Kevin Rose est officiellement un nouveau membre de Google ! Il l'a d'ailleurs annoncé via…
Google tue les pop-up ennuyeux qui vous demandent de télécharger une application
C’est une expérience très courant lorsque vous surfiez sur le Web : Cliquez sur un site puis une annonce dépasse de votre écran pour vous demander si vous ne seriez pas plutôt intéresser de lire et de télécharger l’application du site à la place.
A-t-on déjà eu envie de faire cela?
Évidemment non, c’est commun en nous, mais Google avait besoin de preuves. Il a trouvé : sept des dix personnes dans une enquête interne que Google vient de publier et démontre l’étape supplémentaire pour accéder au site est tout à fait une raison suffisante pour abandonner la page Web .

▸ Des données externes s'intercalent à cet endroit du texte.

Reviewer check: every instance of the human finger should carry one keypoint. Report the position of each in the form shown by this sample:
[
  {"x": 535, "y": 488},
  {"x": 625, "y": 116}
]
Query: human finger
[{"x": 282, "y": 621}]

«Cette ajout a été décrit comme un« claquage de porte », a déclaré Jennifer Gove, lors de la conférence Google IO des développeurs de l’année dernière, lui qui travaillait dans la recherche sur les annonces de Google. « Il agaçait tous, même les clients les plus fidèles et familiers. »

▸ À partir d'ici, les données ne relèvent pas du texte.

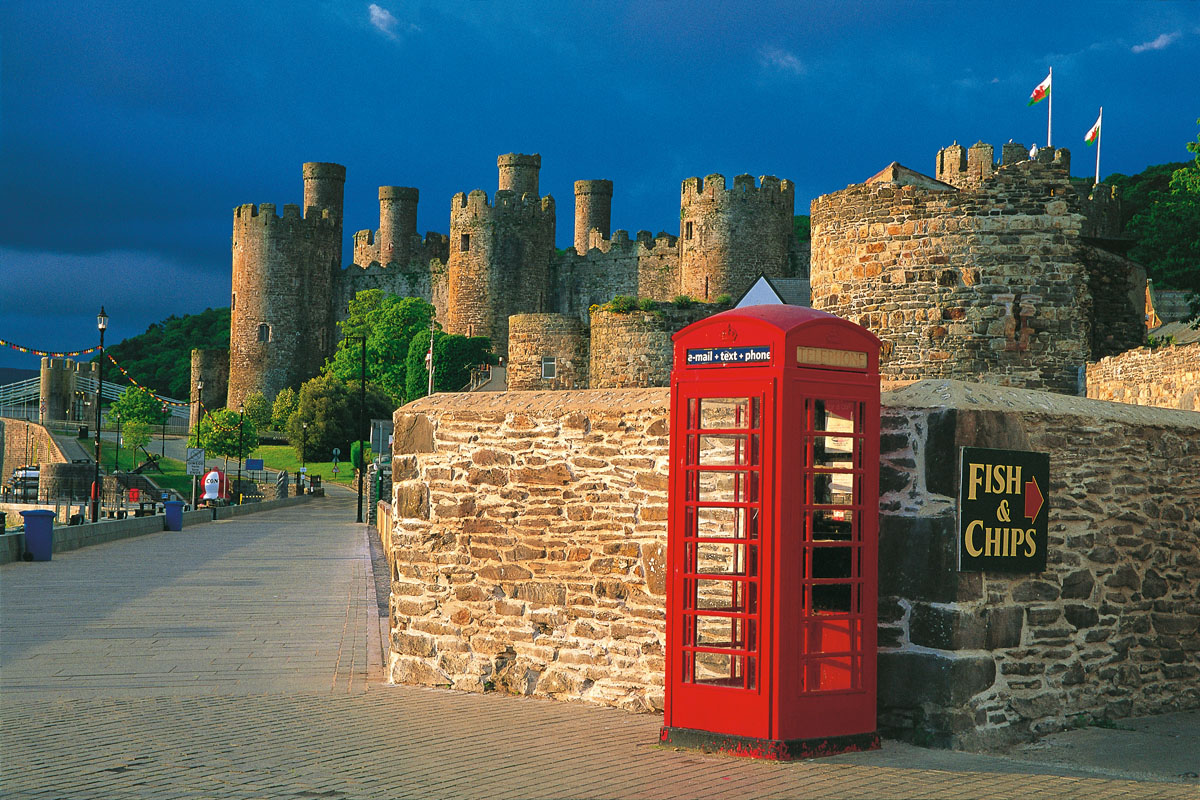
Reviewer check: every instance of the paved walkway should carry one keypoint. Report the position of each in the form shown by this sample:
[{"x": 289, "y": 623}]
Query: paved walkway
[{"x": 243, "y": 659}]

Voilà pourquoi le plus grand annonceur de l’Internet a décidé de boycotter ce format d’annonce interstitielle, et d’inviter le reste de l’internet mobile à faire de même.

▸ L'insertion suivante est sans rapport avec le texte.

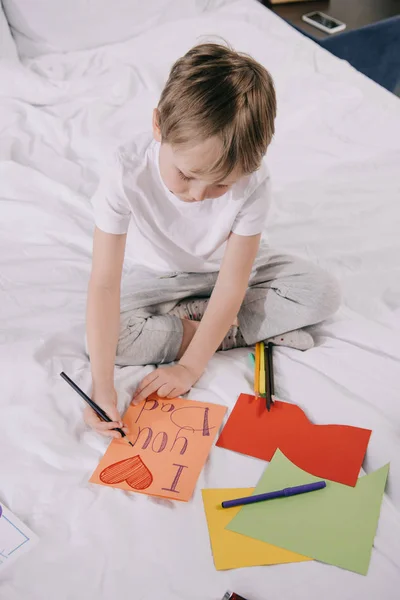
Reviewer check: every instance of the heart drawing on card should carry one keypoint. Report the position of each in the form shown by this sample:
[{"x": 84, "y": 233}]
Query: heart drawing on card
[{"x": 132, "y": 470}]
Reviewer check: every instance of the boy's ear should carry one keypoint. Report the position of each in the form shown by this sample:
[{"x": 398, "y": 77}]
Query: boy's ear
[{"x": 156, "y": 127}]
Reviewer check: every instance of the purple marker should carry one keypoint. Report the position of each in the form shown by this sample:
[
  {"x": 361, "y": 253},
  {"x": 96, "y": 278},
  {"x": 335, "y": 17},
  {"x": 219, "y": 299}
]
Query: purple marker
[{"x": 298, "y": 489}]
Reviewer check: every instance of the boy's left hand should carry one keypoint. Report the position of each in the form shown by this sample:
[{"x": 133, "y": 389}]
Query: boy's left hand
[{"x": 168, "y": 382}]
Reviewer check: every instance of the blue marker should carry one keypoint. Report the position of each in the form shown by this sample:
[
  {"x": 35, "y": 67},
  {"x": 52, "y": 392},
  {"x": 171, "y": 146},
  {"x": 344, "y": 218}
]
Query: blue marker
[{"x": 298, "y": 489}]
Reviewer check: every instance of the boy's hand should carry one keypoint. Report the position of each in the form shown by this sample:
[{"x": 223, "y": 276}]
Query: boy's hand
[
  {"x": 168, "y": 382},
  {"x": 108, "y": 402}
]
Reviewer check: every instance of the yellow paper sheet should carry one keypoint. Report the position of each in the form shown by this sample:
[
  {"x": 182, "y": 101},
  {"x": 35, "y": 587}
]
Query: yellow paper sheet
[{"x": 232, "y": 550}]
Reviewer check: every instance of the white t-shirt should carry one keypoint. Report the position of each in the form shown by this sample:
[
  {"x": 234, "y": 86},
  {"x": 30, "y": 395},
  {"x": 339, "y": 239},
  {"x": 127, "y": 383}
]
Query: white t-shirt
[{"x": 165, "y": 233}]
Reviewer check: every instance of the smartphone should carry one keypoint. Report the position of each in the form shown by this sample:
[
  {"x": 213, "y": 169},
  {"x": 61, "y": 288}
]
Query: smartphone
[{"x": 324, "y": 22}]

Bien sûr, l’étude, qui a été menée en Juillet de l’année dernière, ne regardait que les données sur les instructions pour télécharger l’application Google+, le coup du géant de la recherche à un réseau social qui n’a pas réussi à décoller. Il est difficile d’imaginer l’application est exactement en grande demande parmi la plupart des utilisateurs.
Par contre, environ 9% des personnes a continué à cliqué sur le lien, ce qui est considérable par rapport aux normes de publicité mise en ligne. Mais cela comprend aussi ceux qui n’a jamais donné suite avec le téléchargement et ceux qui ont déjà l’application.
L’étude a imposé la-pleine page sur votre écran contre une bannière plus subtile annonce et a rapporté un coup de pouce de 17% du trafic de l’application avec ce dernier.
Tout le monde qui n’a pas été content de la conclusion du géant de la recherche. Pour sa part, Yelp PDG Jeremy Stoppelman a accusé la compagnie de pousser les autres à quitter les annonces pour cimenter son propre monopole de recherche. Le mois dernier, le site des revues d’affaires, un rival particulièrement amer de Google, a coécrit un papier avec le professeur de droit Britannique Tim Wu en accusant la compagnie de pratiques anticoncurrentielles.